Friday, May 13, 2011

Genesis 25:1-11

We are going to take two days to visit this next passage, first looking at the death of Abraham and how it affected his family, and then, tomorrow, we’ll look at Abraham’s obituary. In verses 1-6 we are told that Abraham remarried a woman named Keturah (there’s a piece of biblical trivia) after the death of Sarah. It’s often pointed out that a man who has been happily married will remarry quickly after the death of his wife. Men need a woman! Isn’t it interesting that his second wife gave him six more sons! Now, think about how impossible it was for Sarah and Abraham to have a son, yet in his old age everything seems to be working like crazy! Why did God allow Sarah and Abraham to wait so long for their Isaac? Well, God was purposely building Abraham’s faith and working out His character in Abraham during those barren years. I like the way Beth Moore expresses this:

“The most profound things God promised were often fulfilled against the greatest odds and through the most difficult hardships. To God, faith is often the point - God does nothing cheaply. Perhaps the divine nature of a promise fulfilled guarantees its expense. We may receive a hundred unexpected things from God with delightful ease while the fulfillment of some things we believe He promised us proves virtually impossible. You see, the impossibility is what makes the fulfillment of the promises fall under the God category. God makes promises man simply can’t keep.”

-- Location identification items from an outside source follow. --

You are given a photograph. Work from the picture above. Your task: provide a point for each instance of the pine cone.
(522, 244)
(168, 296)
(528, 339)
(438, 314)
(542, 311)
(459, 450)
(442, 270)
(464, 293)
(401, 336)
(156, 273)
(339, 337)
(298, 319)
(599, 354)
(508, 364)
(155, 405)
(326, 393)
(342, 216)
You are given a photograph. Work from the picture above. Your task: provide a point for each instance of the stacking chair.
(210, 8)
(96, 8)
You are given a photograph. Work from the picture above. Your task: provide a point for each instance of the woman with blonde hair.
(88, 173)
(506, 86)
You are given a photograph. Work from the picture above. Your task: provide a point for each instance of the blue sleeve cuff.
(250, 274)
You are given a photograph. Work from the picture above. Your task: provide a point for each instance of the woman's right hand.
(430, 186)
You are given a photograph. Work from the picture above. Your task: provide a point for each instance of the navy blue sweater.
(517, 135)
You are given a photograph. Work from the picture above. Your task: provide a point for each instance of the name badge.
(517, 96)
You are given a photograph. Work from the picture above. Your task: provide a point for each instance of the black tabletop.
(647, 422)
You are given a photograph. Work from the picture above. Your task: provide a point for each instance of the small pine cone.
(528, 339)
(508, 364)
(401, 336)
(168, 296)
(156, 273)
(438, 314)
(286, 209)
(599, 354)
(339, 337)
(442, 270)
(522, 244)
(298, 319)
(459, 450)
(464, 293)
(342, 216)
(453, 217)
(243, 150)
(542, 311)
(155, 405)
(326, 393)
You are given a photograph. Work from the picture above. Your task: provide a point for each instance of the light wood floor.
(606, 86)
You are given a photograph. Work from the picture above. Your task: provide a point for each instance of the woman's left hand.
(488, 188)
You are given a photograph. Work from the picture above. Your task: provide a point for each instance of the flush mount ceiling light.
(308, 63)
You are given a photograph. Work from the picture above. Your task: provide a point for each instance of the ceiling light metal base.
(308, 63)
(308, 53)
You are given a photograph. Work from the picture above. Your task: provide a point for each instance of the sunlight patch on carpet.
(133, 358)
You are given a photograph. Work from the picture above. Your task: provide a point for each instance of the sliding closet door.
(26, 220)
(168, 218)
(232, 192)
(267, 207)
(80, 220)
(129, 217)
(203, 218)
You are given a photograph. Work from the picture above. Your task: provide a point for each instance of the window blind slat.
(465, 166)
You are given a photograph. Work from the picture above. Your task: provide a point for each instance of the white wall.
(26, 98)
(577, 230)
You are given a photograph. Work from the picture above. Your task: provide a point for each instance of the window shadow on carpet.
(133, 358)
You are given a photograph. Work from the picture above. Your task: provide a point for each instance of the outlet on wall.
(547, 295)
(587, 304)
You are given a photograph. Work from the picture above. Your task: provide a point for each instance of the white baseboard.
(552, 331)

Even with all of those sons, Abraham recognizes who the son of promise is:

Abraham left everything he owned to Isaac. But while he was still living, he gave gifts to the sons of his concubines and sent them away from his son Isaac to the land of the east. (vs. 5-6)

Abraham did not shirk his responsibility to his other sons, but he made sure that they were not around to interfere with Isaac’s right to the promised land.

And, finally, we come to the end of Abraham’s life:

Abraham lived a hundred and seventy-five years. Then Abraham breathed his last and died at a good old age, an old man and full of years; and he was gathered to his people. His sons Isaac and Ishmael buried him in the cave of Machpelah near Mamre, in the field of Ephron son of Zohar the Hittite, the field Abraham had bought from the Hittites. There Abraham was buried with his wife Sarah. After Abraham’s death, God blessed his son Isaac, who then lived near Beer Lahai Roi. (vs. 7-11)

I’m so thankful that Abraham died a nice quiet death and just “breathed his last.” Finally, he was at home! Today, however, I want to focus on verse 9: His sons Isaac and Ishmael buried him... There is nothing like a death in the family to bring everyone back together! It absolutely necessitates that people put aside any differences and come together to honor and mourn the deceased. Remember that the last time Ishmael and Isaac had been together, as far as were told, was the day of Isaac’s weaning celebration, when Ishmael tormented Isaac, and so was sent away with his mother. But at the end of Abraham’s days, Ishmael returned to bury his father. I wonder if he made it to Abraham’s deathbed before he died... At any rate, he and Isaac are brought face to face for a reconciliation. Jon Courson focuses on this passage in his commentary, in a special study he calls, “Someone’s Gotta Die.” He writes:

“While it’s sad that it took the death of their father to bring them together, I’m glad it took that, for in their story we see that if there is ever to be reconciliation between you and the son or daughter who is estranged from you, between you and the mother or father who doesn’t understand you, between you and the friend who betrayed you, between you and the spouse who hurt you - someone has got to die. There is no other way.”

How many of you are feeling some conviction at this point??? I’m raising MY hand! Courson points out that it took the death of Jesus to reconcile us to God, and that if we ever want reconciliation to occur (and, admittedly, we may NOT at this point), someone is going to have to die - and I think that means ME! This is such a huge concept, and so hard to do, much less even WANT sometimes. Yet, Courson points out that there are several reasons why it has to happen: 1) reconciliation delights our Father (reconcilers have died to self and put others first); 2) reconciliation defeats our foe (Satan LOVEs division, especially in the body of Christ, so our when we take the step of reconciliation we foil his plan); and 3)reconciliation destroys our flesh (the cross is the ultimate place where we crucify our flesh and exchange our own will for His). There is nothing more awful than a bad relationship, whether one of outright enmity or one of just painful silence.

Since WE are the ones reading this, that tells me WE are the ones who need to die! If you are like me, this is going to take prayer first just to have my heart changed to even WANT to do God’s will in this area! Pray for me and I’ll pray for you!!!